There was no cure, I would be told to get my affairs in order, enjoy my children, and they’d keep me comfortable for the next few months, which would have been all I would have had left.


Not knowing what was coming was the worst part. I wondered if I was enjoying my last Christmas and New Year’s. My friends threw me a big birthday party just in case it was my last.


I eventually wound up making an appointment to see my primary care physician.


“I might be terminally ill. I am so scared. I go for my scans and bloodwork to confirm just how bad this may or may not be… I’m not doing well.”


My doctor writes me out a script for Xanax. “I just want two,” I tell her, “One for the day of the testing, and one to have on hand for when my results come in.”


She tells me that this is perfectly acceptable and we will re-address getting me medicated if needed, after the results are in.
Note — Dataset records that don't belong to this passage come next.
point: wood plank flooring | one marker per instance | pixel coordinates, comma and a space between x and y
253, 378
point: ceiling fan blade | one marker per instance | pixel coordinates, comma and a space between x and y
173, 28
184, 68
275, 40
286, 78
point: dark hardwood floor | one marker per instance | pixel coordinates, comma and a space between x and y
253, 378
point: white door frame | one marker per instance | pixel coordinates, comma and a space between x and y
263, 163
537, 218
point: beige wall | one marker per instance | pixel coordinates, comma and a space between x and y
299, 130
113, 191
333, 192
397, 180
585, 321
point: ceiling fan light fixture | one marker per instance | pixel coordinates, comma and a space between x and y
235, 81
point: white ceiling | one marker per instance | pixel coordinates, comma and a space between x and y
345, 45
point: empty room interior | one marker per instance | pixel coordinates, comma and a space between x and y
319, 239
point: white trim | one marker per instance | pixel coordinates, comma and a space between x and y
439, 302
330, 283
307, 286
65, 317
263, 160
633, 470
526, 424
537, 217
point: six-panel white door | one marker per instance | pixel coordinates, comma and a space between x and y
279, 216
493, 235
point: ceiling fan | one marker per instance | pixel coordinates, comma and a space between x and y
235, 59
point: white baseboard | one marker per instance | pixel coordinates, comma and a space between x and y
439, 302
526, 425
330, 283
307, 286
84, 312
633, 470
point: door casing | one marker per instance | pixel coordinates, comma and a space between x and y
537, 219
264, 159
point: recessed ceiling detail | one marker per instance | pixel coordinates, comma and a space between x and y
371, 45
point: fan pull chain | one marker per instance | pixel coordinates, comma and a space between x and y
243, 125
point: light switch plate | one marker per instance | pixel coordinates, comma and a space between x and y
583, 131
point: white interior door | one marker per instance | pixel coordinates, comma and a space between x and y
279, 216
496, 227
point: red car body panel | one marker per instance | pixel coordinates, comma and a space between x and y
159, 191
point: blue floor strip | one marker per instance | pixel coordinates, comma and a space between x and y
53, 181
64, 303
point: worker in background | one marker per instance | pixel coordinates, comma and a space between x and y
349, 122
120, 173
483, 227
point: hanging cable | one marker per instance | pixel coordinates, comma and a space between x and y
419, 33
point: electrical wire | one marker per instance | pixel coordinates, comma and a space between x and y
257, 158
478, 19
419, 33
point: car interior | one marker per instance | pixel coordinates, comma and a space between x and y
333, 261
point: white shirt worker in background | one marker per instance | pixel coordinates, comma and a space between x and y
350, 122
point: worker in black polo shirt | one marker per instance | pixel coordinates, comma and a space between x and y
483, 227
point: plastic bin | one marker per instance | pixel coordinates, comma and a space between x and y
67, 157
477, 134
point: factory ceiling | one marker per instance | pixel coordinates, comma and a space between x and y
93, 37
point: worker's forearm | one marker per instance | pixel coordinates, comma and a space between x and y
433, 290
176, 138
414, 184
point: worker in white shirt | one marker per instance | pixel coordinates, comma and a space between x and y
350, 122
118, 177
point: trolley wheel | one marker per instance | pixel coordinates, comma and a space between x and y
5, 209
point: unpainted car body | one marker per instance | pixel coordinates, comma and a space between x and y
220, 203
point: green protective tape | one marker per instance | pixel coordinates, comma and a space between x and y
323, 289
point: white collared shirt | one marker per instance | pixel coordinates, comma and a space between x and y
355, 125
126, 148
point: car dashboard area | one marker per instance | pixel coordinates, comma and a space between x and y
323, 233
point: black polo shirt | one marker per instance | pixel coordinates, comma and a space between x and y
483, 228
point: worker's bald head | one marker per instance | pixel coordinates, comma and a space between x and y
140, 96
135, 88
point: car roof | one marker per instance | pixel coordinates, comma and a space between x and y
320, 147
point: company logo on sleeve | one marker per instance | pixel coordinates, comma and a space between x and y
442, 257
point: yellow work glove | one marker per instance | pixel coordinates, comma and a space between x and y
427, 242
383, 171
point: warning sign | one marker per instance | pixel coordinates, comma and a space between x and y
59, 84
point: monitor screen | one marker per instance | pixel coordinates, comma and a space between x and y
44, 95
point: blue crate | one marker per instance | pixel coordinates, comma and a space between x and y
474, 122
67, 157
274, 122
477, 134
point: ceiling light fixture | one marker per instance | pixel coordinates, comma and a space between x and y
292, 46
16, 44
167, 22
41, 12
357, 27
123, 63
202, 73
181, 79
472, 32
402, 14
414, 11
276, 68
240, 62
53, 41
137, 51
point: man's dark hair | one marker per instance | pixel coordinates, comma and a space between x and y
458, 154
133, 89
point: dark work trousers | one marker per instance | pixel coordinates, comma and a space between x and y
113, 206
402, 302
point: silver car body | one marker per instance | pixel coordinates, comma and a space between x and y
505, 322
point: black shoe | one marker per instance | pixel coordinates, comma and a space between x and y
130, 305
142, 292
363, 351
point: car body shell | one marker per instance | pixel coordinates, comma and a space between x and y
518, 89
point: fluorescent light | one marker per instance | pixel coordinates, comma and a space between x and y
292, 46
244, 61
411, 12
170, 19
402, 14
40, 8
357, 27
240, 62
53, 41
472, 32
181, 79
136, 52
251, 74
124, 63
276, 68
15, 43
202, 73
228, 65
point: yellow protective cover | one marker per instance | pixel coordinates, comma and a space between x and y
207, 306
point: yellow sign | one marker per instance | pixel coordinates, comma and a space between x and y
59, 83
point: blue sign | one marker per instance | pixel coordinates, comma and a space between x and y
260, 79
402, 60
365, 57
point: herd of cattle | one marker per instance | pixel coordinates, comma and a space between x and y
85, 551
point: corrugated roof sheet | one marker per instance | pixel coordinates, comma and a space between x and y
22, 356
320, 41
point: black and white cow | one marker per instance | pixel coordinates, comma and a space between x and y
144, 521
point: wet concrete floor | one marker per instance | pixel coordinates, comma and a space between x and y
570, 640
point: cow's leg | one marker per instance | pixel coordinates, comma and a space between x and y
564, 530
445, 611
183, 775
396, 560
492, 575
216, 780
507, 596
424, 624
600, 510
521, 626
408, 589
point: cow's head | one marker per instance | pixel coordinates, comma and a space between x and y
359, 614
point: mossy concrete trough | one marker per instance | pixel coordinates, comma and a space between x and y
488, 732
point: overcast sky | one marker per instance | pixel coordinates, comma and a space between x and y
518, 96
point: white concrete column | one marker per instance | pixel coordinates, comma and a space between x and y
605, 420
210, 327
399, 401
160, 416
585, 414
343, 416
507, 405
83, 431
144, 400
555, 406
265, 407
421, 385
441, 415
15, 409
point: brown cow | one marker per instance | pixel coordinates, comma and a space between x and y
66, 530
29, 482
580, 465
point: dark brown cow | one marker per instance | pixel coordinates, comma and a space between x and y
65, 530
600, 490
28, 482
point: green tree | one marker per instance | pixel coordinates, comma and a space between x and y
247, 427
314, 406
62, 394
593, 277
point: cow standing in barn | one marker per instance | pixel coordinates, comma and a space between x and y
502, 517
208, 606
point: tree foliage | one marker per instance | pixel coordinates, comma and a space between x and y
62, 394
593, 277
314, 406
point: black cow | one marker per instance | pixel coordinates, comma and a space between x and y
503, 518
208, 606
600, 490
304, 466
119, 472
I wipe hot tears off my face and thank her as she hands me a tissue.


There was no bargaining with a god I didn’t believe in, there was no anger, there was just fear, and resolve… a resolve that no matter which way this went, that I would find the meaning in all of this, my purpose with whatever time I may or may not have would reveal itself to me.


The cancer did not spread to my brain, it stopped at my lungs.


Six months after the second round of tests showed that I was not terminally ill, I sat in my endocrinologist’s office. I was at my first six month post op/cancer treatment. My bloodwork, the ultrasound and the MRIs all came back good. The treatment had stopped the cancer and as of now, it was not actively growing, or showing up in my system.


But I was not out of the woods.


“It’s not a matter of IF it comes back,” my endocrinologist says, “It’s a matter of WHEN it comes back and to what extent.”


I feel hollowed out.


“Will I live a normal life? Like will I be an old lady one day?” I ask.


She doesn’t answer me directly, “Some people live a long time without too much disruption… some people remain asymptomatic for years. And when it comes back… there are treatments… we can do treatments again… but it will be back… we just don’t know when or what exactly that will look like… which is why from here on out you will have to, and I can not stress this enough, you will HAVE to stay on top of this. Every six months: bloodwork, ultrasound, MRI… you can not, not do this… every. Six. Months…”


On the drive home we take the express lane through the outskirts of Tampa, I look down on the commercial buildings below us, the sun now high and hot in the afternoon sky, palm trees peek out over the white barrier walls of the Selmon Expressway, Tampa Bay shimmers in the distance…


“It will be back. It will be back. It will be back. It will be back. Not if… When. It will be back. It will be back. It will be back.”


Now what?


The third and final seed was planted.